The "Achilles heels" of optical beams in imaging (and other) applications are attenuation, obscuration, scattering, and diffraction, limiting the penetration depth of applicability due to distortion, attenuation and/or widening of the optical beam.
Nondiffracting beams are partially resilient to almost all of them, but still are strongly affected by attenuation. Such shaped optical beams have rapidly grown in recent years from abstract curiosities to taking a major role in imaging. These beams appear to defy diffraction and in light sheet fluorescence microscopy can lead to increases in resolution and field-of-view.
We have proposed and demonstrated diffractive light delivery control by using compensating beams for in fluorescence imaging, based on modified non-diffractive beams, keeping the light peak intensity under safe levels for reduce photo-toxicity while keeping an uniform generated signal.
Nondiffracting beams are a family of optical beams able to propagate with some degree of resilience to diffraction. Airy beams and Bessel beams are probably the most well known and studied nondiffracting beams.
Ideally, they are able to propagate without being affected by diffraction at all, where the intensity distribution remains undistorted during the propagation. Moreover, diffraction-free beams are robust to partial obscurations and scattering due to the self healing effect.
Although an ideal nondiffracting beams would require infinite energy, finite energy approximations has been successfully proven to remain these properties in a finite localised 3D volume of the propagating beam.
Compensating beams are a generalisation of "classic" nondiffracting beams to media with attenuation, where the beam can ideally propagate without any modification in its intensity profile in diffractive media with losses, by diffractive light delivery control designed to increase the peak intensity at the same rate as the intensity attenuation introduced by media losses.
This is obviously an ideal effect, since it would imply that the beam is able to "create energy" to overcome media losses. But here also we can have finite approaches to compensating nondiffracting beams which keep the properties of the ideal concept in a finite localize volume,as it was proposed and demonstrated in [Preciado2014] using compensating Airy beams.
In the temporal domain, optical pulses suffer a similar widening effect in temporal domain due to dispersion, where basically every (temporal) frequency component propagate at a different speed. Because of the similarity of the equations that rule both diffraction in spatial optics, and optical dispersion in temporal domain, we can speak of "space-time" duality [Kolner94], and temporal optics, where concepts such as temporal imaging, or temporal lenses (temporal counterpart of spatial lenses), can be applied.
Concretely, we also can find the counterpart of nondiffracting beams in temporal optics, called nondispersive pulses, although in this case there is not a diversity of nondiffracting beams as in the spatial optics counterparts, but Airy function is the only solution for one dimension (time).
In this context, the concept of compensating nondispersive pulse in [Preciado2012] was originally proposed and demonstrated in an modified Airy-based pulses, which was called Airy "rocket" pulses, performing dispersive ligth delivery control.

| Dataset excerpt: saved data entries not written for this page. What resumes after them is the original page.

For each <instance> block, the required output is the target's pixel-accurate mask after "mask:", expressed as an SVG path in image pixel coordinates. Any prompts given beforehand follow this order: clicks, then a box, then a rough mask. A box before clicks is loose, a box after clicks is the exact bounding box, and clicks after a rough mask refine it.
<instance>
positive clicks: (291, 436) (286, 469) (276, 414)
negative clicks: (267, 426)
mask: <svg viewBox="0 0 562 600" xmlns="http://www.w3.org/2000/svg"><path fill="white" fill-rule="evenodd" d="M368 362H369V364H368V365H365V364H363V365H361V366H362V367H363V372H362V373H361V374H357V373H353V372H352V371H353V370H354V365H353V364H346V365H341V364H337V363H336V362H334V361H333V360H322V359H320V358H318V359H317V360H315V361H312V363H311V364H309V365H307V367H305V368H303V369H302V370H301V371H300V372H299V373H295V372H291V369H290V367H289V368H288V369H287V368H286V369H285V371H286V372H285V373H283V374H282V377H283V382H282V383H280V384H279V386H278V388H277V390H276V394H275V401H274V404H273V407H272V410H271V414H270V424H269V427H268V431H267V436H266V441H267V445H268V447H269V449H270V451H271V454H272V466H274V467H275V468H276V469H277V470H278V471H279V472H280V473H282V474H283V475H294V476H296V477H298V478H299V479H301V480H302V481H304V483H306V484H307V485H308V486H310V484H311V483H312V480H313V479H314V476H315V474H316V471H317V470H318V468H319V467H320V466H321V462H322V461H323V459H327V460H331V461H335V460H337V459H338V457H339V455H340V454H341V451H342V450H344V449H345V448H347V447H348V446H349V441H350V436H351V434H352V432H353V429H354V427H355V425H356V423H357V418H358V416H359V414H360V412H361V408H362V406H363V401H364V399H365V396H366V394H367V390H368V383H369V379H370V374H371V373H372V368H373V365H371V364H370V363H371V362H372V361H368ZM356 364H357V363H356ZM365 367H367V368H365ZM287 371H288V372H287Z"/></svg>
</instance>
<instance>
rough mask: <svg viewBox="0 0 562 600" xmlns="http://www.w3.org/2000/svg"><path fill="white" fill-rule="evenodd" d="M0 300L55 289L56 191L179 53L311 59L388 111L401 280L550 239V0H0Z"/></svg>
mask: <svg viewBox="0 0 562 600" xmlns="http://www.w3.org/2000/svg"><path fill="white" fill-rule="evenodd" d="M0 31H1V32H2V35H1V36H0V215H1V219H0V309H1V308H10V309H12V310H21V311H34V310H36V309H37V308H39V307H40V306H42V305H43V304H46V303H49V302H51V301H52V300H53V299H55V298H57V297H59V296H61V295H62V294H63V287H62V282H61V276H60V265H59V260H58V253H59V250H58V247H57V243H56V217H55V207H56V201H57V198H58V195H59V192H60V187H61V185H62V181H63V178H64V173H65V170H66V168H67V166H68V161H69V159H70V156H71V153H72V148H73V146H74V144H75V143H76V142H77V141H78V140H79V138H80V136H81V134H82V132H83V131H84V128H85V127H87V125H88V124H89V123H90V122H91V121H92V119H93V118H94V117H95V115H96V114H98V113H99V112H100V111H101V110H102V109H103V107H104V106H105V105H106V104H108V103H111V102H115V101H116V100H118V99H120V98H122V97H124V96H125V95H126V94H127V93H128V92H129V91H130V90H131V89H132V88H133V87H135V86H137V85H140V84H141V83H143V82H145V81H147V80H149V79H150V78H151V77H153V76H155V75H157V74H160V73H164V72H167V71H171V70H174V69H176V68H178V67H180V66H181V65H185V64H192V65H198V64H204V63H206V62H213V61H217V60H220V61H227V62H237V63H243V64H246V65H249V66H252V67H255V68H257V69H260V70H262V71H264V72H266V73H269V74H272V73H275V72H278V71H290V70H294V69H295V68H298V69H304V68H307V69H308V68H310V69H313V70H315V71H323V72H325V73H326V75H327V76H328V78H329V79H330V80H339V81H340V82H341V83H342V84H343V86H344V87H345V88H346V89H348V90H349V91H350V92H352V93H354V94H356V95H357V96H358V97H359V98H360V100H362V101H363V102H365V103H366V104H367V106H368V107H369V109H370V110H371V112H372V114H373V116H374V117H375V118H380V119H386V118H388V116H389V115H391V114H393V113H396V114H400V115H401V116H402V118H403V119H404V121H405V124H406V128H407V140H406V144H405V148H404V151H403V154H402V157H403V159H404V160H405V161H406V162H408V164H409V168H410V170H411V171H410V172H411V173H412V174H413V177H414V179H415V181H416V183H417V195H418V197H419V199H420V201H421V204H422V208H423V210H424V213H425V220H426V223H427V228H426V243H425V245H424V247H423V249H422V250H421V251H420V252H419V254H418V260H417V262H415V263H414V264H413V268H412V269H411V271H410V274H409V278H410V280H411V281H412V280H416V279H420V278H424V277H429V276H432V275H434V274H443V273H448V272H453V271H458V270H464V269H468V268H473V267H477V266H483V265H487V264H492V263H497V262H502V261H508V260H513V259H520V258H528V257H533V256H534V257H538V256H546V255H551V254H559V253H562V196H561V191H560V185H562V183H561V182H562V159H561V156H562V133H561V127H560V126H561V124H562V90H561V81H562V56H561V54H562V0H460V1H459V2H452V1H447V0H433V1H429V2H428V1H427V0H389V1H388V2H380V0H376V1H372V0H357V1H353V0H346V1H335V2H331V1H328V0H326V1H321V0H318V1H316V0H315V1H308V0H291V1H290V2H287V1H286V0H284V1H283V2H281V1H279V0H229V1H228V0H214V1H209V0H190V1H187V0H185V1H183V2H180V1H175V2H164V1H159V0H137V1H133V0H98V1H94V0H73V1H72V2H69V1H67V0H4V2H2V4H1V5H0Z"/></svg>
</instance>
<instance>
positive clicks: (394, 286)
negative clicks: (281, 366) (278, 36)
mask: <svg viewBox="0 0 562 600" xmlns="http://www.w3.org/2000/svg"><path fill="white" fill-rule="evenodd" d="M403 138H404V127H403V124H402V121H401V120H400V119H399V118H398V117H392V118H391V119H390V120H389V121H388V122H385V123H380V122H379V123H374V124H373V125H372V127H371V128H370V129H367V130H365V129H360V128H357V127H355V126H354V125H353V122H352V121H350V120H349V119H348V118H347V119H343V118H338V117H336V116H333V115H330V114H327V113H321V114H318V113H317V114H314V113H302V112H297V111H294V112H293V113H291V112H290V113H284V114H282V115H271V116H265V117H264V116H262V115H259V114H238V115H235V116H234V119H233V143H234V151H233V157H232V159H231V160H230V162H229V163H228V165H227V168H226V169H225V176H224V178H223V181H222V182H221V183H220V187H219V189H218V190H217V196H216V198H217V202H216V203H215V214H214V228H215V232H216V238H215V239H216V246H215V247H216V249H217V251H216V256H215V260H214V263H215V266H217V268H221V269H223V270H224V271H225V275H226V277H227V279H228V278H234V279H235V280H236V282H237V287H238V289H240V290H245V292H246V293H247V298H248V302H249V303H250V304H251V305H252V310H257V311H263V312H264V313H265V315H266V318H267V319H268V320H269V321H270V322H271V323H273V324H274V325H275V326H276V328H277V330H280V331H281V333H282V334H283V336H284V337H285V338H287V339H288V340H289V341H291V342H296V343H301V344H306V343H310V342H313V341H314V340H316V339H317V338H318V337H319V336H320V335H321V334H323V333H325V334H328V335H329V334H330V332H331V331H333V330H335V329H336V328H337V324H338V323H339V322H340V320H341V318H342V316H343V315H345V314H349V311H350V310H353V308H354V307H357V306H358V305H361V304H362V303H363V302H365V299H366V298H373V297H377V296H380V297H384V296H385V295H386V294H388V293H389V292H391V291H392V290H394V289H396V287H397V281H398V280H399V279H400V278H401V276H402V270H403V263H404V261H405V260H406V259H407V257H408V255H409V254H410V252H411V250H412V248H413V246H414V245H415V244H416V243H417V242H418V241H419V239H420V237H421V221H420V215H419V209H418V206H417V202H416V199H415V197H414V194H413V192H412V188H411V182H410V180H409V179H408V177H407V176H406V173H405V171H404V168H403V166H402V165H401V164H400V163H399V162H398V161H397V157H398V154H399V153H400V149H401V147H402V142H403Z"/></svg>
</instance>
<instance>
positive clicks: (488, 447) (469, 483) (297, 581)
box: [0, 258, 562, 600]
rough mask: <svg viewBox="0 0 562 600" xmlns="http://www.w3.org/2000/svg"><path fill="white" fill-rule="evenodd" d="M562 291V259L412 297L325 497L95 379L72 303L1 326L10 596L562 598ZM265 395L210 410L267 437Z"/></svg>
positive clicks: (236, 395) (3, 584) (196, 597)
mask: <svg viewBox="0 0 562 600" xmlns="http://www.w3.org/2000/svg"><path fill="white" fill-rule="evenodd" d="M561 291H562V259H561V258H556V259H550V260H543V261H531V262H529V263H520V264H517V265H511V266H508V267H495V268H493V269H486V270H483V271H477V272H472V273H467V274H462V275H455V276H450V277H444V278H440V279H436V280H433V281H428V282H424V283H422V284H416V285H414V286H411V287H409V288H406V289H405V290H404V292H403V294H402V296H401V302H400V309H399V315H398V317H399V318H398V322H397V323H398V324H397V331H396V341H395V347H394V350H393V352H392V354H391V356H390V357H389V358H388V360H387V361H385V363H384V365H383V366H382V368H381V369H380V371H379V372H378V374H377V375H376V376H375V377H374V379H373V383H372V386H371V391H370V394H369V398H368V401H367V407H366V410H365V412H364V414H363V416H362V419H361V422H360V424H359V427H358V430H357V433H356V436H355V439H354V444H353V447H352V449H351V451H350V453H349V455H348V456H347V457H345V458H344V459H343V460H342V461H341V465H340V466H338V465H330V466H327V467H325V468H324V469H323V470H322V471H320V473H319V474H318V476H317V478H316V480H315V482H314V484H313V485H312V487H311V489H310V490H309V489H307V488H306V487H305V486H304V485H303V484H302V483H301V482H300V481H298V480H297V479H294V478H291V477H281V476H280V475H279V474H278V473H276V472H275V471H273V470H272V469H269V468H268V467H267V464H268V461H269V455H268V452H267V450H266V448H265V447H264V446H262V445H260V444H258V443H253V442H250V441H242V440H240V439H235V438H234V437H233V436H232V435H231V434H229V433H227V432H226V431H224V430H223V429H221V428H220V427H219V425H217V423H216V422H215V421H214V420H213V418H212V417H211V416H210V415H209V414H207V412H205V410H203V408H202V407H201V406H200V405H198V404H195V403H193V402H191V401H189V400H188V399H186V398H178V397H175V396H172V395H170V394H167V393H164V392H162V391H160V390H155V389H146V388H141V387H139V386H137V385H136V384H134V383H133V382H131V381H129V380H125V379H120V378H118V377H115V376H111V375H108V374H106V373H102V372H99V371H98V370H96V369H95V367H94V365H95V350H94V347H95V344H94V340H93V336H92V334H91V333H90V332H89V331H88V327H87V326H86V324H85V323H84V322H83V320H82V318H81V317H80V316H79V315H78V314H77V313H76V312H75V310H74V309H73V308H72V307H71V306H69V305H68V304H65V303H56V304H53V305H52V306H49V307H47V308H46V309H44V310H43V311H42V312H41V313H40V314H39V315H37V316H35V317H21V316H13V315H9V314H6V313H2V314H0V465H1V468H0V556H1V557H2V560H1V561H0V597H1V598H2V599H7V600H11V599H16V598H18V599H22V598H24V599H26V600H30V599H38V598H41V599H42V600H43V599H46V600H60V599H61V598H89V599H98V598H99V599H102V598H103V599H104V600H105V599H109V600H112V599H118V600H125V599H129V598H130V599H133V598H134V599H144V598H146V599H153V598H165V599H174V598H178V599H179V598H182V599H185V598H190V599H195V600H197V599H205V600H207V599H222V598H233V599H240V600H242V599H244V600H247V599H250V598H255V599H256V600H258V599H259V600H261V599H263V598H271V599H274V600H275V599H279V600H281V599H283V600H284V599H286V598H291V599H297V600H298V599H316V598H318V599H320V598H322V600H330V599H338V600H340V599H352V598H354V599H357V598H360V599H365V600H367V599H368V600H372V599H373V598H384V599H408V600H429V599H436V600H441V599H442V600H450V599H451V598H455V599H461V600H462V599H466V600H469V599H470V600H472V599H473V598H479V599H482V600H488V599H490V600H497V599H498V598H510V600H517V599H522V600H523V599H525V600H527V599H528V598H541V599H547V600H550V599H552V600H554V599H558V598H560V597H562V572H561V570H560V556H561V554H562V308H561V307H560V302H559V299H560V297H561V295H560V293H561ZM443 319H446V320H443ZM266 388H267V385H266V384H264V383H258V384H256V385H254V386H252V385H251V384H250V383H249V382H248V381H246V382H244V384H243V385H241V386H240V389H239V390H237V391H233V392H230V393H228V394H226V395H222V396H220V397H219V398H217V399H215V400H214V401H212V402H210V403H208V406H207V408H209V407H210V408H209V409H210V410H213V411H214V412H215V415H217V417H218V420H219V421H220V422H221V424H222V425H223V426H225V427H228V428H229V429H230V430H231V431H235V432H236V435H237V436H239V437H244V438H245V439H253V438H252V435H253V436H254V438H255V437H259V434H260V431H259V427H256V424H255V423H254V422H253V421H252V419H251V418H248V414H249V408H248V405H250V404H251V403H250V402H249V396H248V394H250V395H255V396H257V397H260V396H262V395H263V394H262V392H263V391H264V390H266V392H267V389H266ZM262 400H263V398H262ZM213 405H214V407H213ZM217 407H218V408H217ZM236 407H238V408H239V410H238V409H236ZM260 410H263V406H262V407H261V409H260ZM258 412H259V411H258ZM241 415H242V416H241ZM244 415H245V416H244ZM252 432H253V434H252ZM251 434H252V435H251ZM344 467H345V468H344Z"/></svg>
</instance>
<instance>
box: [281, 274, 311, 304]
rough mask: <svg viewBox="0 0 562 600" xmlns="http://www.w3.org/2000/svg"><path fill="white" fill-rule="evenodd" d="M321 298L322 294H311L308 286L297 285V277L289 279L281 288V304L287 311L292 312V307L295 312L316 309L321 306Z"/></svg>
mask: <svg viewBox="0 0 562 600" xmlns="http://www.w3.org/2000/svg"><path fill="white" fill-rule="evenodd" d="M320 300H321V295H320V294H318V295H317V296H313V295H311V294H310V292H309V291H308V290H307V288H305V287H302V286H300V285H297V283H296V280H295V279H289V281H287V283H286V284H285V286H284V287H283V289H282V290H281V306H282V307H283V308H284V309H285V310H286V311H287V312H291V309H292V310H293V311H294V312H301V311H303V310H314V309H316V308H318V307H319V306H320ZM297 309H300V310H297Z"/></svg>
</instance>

Similarly, we can engineer the light delivery to match the media losses, keeping the intensity peak uniform along the propagation path.
Very recently, compensating nondiffracting beams has been demonstrated in light sheet microscopy [Nilk2018] for light delivery control designed to keep the peak intensity in low photo-toxicity levels, while maximising the light delivery at depth for better contrast (see Figure below).
Images of nuclei in S. lamarcki operculum(top) and neuron (bottom) by Airy Light Sheet Fluorescence Microscopy with(out) attenuation-compensation. Scale-bar 50 microns. For details see [Nylk2018]
Check Resources section for example Matlab/Octave codes.
References
[Preciado2014] MA Preciado*, K Dholakia, M Mazilu, "Generation of attenuation-compensating Airy beams", Optics letters 39 (16), 4950-4953 (2014)
[Preciado2012] MA Preciado*, K Sugden "Proposal and design of Airy-based rocket pulses for invariant propagation in lossy dispersive media" Optics letters 37 (23), 4970-4972 (2012)
[Nylk2018] J Nylk, K McCluskey, M A Preciado, M Mazilu, F J Gunn-Moore, S Aggarwal, J A Tello, D EK Ferrier, K Dholakia "Light-sheet microscopy with attenuation-compensated propagation-invariant beams" Science Advances 06 Apr 2018: Vol. 4, no. 4, eaar4817 https://doi.org/10.1126/sciadv.aar4817
[Kolner94] Kolner, Brian H. "Space-time duality and the theory of temporal imaging." IEEE Journal of Quantum Electronics 30.8 (1994): 1951-1963.